What I Left Behind
By Sophia Wang @ 2025-12-09T02:52 (0)
I used to think that some limits were meant to be broken.
After painfully hitting a knowledge ceiling I have now learned to respect these innate limitations. I no longer care about my academic status in relation to higher education. I still hold great respect and gratitude towards MIT and other institutions but have accepted that it is better for me to depart from previous academic accomplishment goals.
It is hard to leave things behind until recognizing them in a safe, contained, and orderly manner that considers potential harm if kept secret versus shared. I am publishing this to hold myself accountable for some previous ignorance and not having enough patience, time, and understanding to fully appreciate the creation process and functions of the advance tools I was eventually asked to use.
Some details may be of questionable accuracy, i.e. the precise mechanisms of Alzheimer's diease.
In Feb/March 2024 I was an undergraduate, I had just changed my major to physics. After several email exchanges and meetings with a grad student supervisor and materials science faculty, I submitted a proposal to the department for academic credit for an undergraduate research opportunity. This credit proposal was approved.

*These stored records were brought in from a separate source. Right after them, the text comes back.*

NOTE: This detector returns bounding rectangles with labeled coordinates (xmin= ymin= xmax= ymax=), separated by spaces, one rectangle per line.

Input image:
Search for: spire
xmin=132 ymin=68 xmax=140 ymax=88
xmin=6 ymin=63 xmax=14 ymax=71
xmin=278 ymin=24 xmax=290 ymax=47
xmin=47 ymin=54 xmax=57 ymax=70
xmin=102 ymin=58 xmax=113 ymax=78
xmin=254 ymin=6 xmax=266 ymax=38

However the scope of the project involved tools and methods far beyond my competence back then. The project focused on investigating and defining a possible relationship between sequence and structure of protein aggregates involved in the advancement of Alzheimer's function, which comes with neurodegeneration. inhibiting microglia function, and other biological details I have yet to be able to fully and accurately explain. The task involved using computational models that were trained on cryoEM images of folded proteins to predict the structure of more complex proteins with different confidence levels for different regions. The task asked for comparison of the ability of different encoding models to convert different sequences to vector form for further proccessing. Each letter of a protein sequence corresponds to a physical amino acid with differing physical and chemical properties. A researcher can choose to represent each amino acid differently: these methods contain different types and amounts of information. The two types of information I was asked to compare were sequences (and their various representations) and the confidence level of protein structure prediction.
I may add in more detail later on the exact methods I used but they did not extend very far beyond binary and multiclass classification tasks based on thresholds of accuracy set arbitrarily. I did not finish this semester successfully.